Brouillard fendu par le seul vrombissement des moteurs sans âme et sans vergogne des carrioles modernes.
Brouillard immobile à l’air évanescent, superficielle godiche qui trompe son monde en masquant sa fermeté, sa sévérité, tranchante en arrière-scène.
Brouillard, militaire diplomate.
Brouillard piégeur sans crier gare, entourloupeur en cavale.
Brouillard fourmillant de particules invisibles en ardent travail dans ce gel vaporeux.
Brouillard termitière mystérieuse.
Brouillard qu’on voudrait emprisonner dans une éprouvette, qu’il se laisse faire et qu’on le dompte comme tous ses congénères remis aux mains de la science, empaquetés, tout bien ficelés, à la botte des hommes prétentieux.

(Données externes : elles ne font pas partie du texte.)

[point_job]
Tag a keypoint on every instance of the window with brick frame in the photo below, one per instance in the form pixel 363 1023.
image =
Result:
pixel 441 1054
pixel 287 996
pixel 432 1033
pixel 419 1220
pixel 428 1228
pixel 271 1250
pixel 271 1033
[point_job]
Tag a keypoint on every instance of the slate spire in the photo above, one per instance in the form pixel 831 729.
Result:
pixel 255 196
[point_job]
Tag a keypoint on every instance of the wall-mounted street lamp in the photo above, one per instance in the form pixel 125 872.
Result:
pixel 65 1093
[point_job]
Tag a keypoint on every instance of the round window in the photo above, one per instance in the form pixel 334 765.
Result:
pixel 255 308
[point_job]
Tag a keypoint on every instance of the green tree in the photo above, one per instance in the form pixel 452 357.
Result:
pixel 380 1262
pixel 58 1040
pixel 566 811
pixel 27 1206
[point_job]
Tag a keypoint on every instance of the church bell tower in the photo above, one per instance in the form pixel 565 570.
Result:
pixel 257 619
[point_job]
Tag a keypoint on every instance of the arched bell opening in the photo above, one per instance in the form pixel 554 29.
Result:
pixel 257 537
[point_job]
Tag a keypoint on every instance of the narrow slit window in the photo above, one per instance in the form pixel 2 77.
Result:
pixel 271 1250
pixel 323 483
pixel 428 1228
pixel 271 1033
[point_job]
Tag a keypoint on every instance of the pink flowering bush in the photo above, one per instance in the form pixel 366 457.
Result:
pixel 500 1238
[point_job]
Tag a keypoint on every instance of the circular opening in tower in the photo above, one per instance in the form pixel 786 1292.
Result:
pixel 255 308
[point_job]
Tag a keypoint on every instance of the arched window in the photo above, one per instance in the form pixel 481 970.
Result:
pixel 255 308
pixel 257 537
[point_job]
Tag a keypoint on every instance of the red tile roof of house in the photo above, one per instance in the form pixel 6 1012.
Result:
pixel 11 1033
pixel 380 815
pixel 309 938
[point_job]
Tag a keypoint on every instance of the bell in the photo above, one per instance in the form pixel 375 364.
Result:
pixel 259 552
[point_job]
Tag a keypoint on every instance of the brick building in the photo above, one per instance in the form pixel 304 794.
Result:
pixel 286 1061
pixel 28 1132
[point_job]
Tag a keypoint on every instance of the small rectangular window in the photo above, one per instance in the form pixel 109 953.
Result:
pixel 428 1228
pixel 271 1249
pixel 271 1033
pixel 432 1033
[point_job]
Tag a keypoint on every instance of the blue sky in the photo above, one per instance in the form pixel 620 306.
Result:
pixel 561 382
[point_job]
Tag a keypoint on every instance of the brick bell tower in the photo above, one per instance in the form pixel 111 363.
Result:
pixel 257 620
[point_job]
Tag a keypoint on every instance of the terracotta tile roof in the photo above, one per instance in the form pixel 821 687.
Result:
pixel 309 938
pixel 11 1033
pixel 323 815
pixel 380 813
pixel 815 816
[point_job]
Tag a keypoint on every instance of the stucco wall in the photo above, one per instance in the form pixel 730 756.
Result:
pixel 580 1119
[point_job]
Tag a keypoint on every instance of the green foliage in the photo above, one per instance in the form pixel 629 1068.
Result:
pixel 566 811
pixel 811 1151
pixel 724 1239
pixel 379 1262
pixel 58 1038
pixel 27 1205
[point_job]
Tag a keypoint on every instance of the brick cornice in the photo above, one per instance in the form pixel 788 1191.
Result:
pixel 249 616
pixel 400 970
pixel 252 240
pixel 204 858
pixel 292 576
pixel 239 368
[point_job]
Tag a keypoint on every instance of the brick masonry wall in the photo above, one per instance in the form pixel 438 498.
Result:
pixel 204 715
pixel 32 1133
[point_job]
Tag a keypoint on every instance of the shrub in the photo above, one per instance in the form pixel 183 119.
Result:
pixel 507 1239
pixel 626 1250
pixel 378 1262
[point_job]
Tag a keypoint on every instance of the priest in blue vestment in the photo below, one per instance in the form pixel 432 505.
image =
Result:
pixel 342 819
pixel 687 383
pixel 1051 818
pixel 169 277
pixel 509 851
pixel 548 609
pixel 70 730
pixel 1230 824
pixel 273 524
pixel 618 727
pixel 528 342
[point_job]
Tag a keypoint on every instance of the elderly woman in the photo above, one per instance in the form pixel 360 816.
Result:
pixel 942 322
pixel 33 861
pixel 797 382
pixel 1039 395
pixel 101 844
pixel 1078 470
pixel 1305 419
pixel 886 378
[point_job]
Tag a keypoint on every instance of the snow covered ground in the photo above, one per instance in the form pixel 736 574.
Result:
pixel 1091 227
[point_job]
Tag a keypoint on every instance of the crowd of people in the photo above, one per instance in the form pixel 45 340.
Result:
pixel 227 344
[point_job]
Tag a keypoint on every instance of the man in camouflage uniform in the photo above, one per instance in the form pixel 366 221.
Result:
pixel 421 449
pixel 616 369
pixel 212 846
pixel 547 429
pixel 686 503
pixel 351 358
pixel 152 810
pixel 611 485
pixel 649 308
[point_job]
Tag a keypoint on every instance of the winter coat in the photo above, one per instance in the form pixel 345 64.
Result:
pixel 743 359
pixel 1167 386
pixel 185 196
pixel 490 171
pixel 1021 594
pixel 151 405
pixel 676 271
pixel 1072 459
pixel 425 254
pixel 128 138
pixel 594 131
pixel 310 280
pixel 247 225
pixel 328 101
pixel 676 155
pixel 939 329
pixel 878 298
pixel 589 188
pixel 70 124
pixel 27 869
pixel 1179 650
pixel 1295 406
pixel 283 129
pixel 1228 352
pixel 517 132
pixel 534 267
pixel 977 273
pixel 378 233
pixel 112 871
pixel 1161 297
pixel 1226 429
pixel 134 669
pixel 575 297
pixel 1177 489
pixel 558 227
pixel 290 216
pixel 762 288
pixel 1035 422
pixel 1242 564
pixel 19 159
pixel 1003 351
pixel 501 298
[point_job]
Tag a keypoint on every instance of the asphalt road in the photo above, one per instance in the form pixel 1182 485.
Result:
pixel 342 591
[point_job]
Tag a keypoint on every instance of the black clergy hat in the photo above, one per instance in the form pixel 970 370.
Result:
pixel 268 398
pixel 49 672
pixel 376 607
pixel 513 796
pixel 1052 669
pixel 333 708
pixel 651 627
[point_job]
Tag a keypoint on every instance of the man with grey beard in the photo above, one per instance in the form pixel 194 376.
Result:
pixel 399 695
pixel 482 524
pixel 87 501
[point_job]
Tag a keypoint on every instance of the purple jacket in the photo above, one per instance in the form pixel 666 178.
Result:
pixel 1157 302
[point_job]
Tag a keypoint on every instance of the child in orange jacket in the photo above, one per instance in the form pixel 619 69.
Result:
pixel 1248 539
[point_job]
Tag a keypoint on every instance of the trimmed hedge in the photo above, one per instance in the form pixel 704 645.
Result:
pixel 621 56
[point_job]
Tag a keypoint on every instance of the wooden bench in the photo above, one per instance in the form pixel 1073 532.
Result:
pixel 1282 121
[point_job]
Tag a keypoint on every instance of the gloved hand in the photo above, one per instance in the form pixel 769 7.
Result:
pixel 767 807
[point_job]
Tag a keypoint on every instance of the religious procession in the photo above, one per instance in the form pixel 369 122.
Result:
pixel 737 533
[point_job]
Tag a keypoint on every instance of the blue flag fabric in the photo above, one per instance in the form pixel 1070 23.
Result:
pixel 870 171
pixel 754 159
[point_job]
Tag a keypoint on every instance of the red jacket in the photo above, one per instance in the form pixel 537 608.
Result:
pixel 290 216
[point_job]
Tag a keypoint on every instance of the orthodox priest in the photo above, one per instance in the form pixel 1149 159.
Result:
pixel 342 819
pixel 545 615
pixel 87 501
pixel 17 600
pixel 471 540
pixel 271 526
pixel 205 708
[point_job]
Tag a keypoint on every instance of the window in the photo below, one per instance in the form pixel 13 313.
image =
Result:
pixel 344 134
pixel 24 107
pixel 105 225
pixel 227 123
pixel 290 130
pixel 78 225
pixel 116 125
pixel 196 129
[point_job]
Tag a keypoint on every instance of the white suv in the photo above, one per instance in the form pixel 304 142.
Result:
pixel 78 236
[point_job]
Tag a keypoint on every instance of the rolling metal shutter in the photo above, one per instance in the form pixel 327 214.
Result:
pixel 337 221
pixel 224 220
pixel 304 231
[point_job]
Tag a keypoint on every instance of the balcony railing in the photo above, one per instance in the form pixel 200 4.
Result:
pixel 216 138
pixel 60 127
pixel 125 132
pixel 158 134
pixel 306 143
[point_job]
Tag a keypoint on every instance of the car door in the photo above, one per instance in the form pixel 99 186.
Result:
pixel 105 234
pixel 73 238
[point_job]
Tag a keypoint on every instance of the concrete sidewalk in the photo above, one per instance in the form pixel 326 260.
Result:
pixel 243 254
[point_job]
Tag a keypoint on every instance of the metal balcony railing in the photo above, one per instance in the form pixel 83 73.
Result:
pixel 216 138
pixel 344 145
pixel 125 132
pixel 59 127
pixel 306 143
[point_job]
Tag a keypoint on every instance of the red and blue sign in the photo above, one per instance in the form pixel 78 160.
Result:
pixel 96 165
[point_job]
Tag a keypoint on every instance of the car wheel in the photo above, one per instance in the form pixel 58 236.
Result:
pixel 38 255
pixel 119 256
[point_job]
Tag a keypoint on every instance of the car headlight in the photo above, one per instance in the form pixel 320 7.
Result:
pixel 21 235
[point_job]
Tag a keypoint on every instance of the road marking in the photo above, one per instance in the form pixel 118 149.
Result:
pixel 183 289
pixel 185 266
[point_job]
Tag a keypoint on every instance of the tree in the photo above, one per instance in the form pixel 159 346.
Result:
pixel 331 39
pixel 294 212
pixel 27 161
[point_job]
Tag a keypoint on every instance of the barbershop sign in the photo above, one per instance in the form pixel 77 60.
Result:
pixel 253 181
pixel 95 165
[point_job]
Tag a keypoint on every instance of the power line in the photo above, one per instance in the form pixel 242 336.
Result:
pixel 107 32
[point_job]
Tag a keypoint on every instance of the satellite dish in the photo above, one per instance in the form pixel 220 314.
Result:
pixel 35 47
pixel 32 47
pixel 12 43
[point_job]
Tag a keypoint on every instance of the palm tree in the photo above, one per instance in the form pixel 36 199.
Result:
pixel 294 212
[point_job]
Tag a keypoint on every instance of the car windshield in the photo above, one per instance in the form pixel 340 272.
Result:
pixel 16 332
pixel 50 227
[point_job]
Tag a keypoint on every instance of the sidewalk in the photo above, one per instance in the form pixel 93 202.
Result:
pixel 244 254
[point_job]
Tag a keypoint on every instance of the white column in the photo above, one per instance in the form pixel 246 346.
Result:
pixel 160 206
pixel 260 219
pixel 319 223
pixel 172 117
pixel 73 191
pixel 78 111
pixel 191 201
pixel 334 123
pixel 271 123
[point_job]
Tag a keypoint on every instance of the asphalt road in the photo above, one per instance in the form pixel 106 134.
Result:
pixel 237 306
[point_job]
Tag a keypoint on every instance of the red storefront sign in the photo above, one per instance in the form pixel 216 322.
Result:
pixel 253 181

Brouillard haineux des conquérants.
Brouillard qui s’insinue, subtil pour les uns, traître pour d’autres.
Brouillard annuleur de temps et d’espace, fédérateur des siècles, ramène les fantômes, entremêle les antipodes pragmatiques.
Brouillard qu’on voudrait dans son camp, brûlant d’inconnu, leader incontestable, il floutera l’ennemi.
Brouillard tombeur foudroyant, magicien du chaos, au pied tous les puissants ordinaires.
Brouillard déguisé en mariée virginale fulminant, résistant, révolutionnaire, contre toutes règles.
Brouillard qui ne crie pas, sans bruit, qui rebelle l’atmosphère, soulève les cœurs de la nature.
Brouillard qui apaise la Rouge, en famille, enveloppée.
Brouillard allié des indisciplinés douloureux, endormeur de souffrance, panseur d’anormaux, roi de toutes les cours des miracles.
Brouillard faux cynique, robin des bois, fou de Versailles, habile manipulateur des règles et droits.
Anna,
se dit-elle à elle-même,
n’oublie pas
que le brouillard
est maître
du regard des hommes.
Ton trouble,
poursuit-elle,
est celui
des yeux
qui te jettent
au caniveau
des égarés.
A toi,
à nous,
déroutés
traqués
d’embarbouiller
le monde,
à pas feutrés.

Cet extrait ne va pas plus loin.